At minimum, the system prompt should enforce the following rules:
-
The assistant must not falsely claim that it searched, browsed, fetched, verified, or checked online information unless tools actually returned relevant content.
-
Any
CONTEXT_PACKmust be treated as explicitly provided contextual input for the current task. -
Information from
CONTEXT_PACKor tool output should not be ignored solely because of training cutoff limitations. -
If available tools fail or are unavailable, the assistant may ask the user to perform an additional search using:
SEARCH_QUERY:
-
The search query must be a single line with no explanations or extra formatting.
-
The assistant should avoid inventing facts, sources, links, or citations.
The recommended reference prompt used during development is included in the repository.
Advanced users may adapt it, but incompatible prompt behavior may cause:
- hallucinated browsing claims;
- incorrect CONTEXT_PACK handling;
- conflicts with built-in tools;
- unnecessary context growth;
- degraded retrieval quality.
Full reference prompt:
docs/system-prompt.txt
Additional docs:
- FAQ:
docs/FAQ.md - Changelog:
CHANGELOG.md
Installation
The project ships with a single installer:
install.sh
It supports:
- user-level installation (recommended),
- system-wide installation,
- headless environments,
- systemd user services.
User install vs system install
- Running as a regular user → user install
- Running as root → system install
User install is recommended to avoid writing into system directories.

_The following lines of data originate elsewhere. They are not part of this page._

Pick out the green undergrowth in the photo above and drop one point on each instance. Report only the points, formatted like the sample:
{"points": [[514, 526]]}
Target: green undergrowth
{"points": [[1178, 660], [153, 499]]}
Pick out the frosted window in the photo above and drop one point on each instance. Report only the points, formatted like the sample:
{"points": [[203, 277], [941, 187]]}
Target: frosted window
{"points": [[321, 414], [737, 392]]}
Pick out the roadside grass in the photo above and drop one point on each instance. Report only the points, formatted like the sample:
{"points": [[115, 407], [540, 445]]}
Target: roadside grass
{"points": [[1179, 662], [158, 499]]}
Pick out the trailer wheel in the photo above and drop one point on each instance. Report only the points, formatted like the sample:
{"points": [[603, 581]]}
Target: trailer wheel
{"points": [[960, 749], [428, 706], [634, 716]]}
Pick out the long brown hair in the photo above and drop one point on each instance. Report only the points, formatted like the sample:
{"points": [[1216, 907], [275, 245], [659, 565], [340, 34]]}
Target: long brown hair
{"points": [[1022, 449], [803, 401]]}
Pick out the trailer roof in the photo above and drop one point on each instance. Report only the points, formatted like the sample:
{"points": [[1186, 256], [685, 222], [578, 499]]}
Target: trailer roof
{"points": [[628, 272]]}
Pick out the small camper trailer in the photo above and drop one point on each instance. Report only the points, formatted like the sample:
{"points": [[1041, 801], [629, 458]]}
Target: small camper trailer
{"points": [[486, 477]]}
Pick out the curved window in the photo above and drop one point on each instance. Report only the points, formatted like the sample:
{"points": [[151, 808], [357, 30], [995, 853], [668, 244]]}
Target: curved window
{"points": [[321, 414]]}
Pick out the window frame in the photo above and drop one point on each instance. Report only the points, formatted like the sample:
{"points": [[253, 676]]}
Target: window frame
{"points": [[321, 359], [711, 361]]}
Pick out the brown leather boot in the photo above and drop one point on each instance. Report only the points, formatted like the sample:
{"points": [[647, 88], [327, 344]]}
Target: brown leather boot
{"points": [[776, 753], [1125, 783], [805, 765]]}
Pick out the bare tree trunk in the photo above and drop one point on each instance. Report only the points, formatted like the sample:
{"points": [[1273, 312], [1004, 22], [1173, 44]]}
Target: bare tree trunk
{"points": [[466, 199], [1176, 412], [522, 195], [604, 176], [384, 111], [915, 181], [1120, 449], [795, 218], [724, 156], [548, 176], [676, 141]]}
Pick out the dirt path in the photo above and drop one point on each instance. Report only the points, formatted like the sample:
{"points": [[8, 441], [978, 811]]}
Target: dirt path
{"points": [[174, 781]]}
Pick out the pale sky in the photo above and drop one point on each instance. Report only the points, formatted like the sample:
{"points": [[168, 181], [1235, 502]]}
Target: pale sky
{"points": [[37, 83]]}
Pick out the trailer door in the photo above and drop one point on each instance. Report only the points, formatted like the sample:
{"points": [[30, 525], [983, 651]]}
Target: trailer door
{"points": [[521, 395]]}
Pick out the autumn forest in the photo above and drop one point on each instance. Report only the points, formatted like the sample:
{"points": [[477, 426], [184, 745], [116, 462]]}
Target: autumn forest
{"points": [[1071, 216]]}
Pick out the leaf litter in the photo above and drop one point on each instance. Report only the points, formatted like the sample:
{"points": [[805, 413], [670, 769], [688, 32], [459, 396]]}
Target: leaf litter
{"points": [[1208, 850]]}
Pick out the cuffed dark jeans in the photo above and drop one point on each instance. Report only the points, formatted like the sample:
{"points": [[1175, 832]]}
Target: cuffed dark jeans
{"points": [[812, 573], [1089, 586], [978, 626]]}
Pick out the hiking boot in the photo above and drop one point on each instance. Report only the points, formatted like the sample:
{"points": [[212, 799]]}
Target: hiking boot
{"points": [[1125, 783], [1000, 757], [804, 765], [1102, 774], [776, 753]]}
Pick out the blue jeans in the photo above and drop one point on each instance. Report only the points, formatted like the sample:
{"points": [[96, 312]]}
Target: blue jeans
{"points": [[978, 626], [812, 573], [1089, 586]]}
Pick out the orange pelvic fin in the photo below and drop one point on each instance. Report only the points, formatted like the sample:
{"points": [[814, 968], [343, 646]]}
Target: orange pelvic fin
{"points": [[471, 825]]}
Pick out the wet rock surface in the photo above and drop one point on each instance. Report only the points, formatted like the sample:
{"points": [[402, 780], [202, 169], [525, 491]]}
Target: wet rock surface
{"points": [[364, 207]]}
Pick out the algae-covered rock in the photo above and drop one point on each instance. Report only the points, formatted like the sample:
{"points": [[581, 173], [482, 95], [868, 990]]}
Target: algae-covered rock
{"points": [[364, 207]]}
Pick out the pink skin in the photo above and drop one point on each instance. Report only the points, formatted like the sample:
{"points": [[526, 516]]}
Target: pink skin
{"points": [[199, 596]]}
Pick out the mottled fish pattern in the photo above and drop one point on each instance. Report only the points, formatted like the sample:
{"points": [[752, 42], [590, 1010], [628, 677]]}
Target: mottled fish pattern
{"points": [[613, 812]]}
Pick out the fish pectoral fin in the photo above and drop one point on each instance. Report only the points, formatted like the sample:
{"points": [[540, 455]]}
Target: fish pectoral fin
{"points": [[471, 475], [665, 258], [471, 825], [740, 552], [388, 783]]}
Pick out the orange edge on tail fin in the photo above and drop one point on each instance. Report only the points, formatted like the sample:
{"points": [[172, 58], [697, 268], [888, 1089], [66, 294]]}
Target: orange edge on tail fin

Recommended setup: install in USER mode under the same Linux user account
that runs text-generation-webui.
This avoids permission mismatches between WebUI, the plugin, and systemd services,
and is the least error-prone configuration.
WebUI plugin installation
The WebUI plugin is installed under the identifier websearch-mistbyte.
The installer:
- attempts to auto-detect
text-generation-webui, - installs the plugin automatically if found.
If auto-detection fails:
- Create a directory in WebUI extensions:
websearch_mistbyte - Copy
script.pyinto it. - Restart WebUI backend (not just the browser UI).
(Note: the project identifier uses a dash, while the directory name uses an underscore.)
After restart, search settings appear below the input box.
Headless user setup
For headless systems or servers:
sudo loginctl enable-linger <user>
Logs:
journalctl --user -u searxng -f
journalctl --user -u websearch-mistbyte -f
Commands must be executed as the same user that owns the services.
Windows / WSL2 support
Search API V1 is Linux-first.
Supported on Windows via WSL2
- Windows 10 / 11
- WSL2
- Linux filesystem inside WSL (
/home/...) - systemd enabled inside WSL
Enable systemd in WSL:
/etc/wsl.conf
[boot]
systemd=true
Then restart WSL:
wsl --shutdown
Native Windows service installation is not supported in V1.
Compatibility with newer Text Generation WebUI versions
Recent versions of Text Generation WebUI include built-in web search and tool support.
WebSearcher is designed to work alongside native tools instead of replacing them.
The recommended system prompt was updated to:
- avoid conflicts with built-in tools;
- treat CONTEXT_PACK as optional contextual enrichment;
- allow normal tool-enabled workflows.
See:
docs/system-prompt.txt
Troubleshooting
For a full troubleshooting guide and configuration reference, see docs/FAQ.md.
Podman pull fails with TLS handshake timeout
If podman pull hangs or fails:
curl -4 -I https://registry-1.docker.io/v2/
curl -6 -I https://registry-1.docker.io/v2/
If IPv6 fails but IPv4 works, your system prefers IPv6 by default.
Fix (recommended):
sudo vim /etc/gai.conf
Add:
precedence ::ffff:0:0/96 100
This forces IPv4 preference and fixes most Podman/Docker TLS issues.
Limitations (V1)
- One search per user message
- Only the first
???trigger is processed - No agent loop
- No multi-step search
- No headless browser extraction
- Sequential page fetching only
These limitations are intentional.
Donations
This project is developed independently, without sponsors.
Donations directly accelerate development of roadmap features.
Releases
See CHANGELOG.md for the release history and what changed in each version.
Roadmap
See ROADMAP.md
About the author
More projects and technical background:
Summary
Search API V1 is a clean, honest, engineering-driven foundation.
It does not promise magic — it delivers predictable, controllable web search for LLMs.